Thursday, January 27, 2011

ZAP, Zin, Zoom!

The Zinfandel Advocates and Producers (ZAP) Zinfandel Festival kicked off today in San Francisco. Dedicated to all things Zin, the festival is in its 20th year of bringing a wider audience - and respectability - to a once-maligned and unknown California grape.

Zins tend to be robust reds bursting with spice and fruit with a long, soft finish. I recently had the
Oak Ridge Ancient Vines Zinfandel that displayed all of the above characteristics and then some. Made from 50 - 100 year old vines, the Oak Ridge is a concentrated, elegant wine with soft tannins and hints of leather and cinnamon under big fruit flavors. I haven't had a zin in some time and the Oak Ridge reminded me of what a great zin can taste like. And since Zinfandel is not as well-known as, say Cabernet Sauvignion or Merlot, you can find some great values. The Oak Ridge will set you back only $12.99.

Both the Oak Ridge and the fact that ZAP is underway got me thinking about another grape that is struggling for acceptance, respectability and a wider-audience: The Norton. Like Zinfandel, the Norton is an American original. It was introduced in the mid-nineteenth century, and has recently been rediscovered and has a growing and loyal following. Like most things with a growing and loyal following, people who have discovered Nortons can't believe how few people know about the grape and the wine made from it.

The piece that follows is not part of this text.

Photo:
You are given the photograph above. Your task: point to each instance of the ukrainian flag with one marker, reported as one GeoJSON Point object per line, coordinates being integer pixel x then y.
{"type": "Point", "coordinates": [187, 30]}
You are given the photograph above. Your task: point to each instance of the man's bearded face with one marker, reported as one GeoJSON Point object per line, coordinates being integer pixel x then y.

Also like Zinfandel, the Norton grape makes big, robust wines. Mellow, oaky and dry with liquorice and blackberry flavors and a deep, violet color. Norton wine lovers should look to Zinfandel for inspiration for how to grow a wider following for their preferred wine. And some are. Leading the way is
Chrysalis Vineyards. Chrysalis currently has four Nortons on offer and is the host of the annual Norton Wine and Bluegrass Festival.

Another similarity between Zinfandel and Norton is that both grow well in a very limited area. Zinfandel doesn't grow exceptionally well outside of California (unless you count its twin, the Primitivo grape in Italy) and Norton has really only thrived in Missouri and Virginia.

Both varietals are native American Grapes that produce deep, hearty wines. And both grapes are very particular in where they grow well. Zinfandel serves as a great example of where Norton can be as a varietal provided people continue to try and enjoy the wine.


  1. As for your comment "Norton has really only thrived in Missouri and Virginia", let me add that there are now 236 Norton wineries in 23 states with maybe the best coming from the states you mentioned. But don't let this hamper you in your travels since there are some remarkable examples to be found in other states; as: White Oaks (AL), Mount Bethel (AR), Three Sisters (GA), Century Farms (TN), Elk Creek (KY) and Stone Mountain Cellars (PA). When in Virginia, do not overlook Castle Gruen (a "drink now" Norton, Cooper Vinyeard (maybe the best East coast Norton year in and year out), DuCard Vineyard (observe what a new winery can do with young plants), Chrysalis (if you are willing to spend the $$ and let the wine rest for another four years) and Rappahannok Winery (Norton producer with strong California ties). Missouri touts 81 Norton producers and a few that are unique for varying reasons would be Blumenhof Vineyards (German atmosphere with a nice summer experience Norton); Heinrichshaus (German vintner with the knowledge to know what should be done with his American Cynthiana [Norton] grapes); Stone Hill's Cross J (a remarkable example), Montelle & Augusta Wineries (maybe the introduction standards which you should begin your Norton explorations), Peaceful Bend (a new generation of vinters), and Westphalia Vineyards (sulfite free and a know brain Norton winner).

  2. Thanks for all of the Norton suggestions! I had no idea there were so many different varieties of the grape and that they were flourishing in all of the places you mentioned. If I am ever traveling through those states, I will make sure to check them out.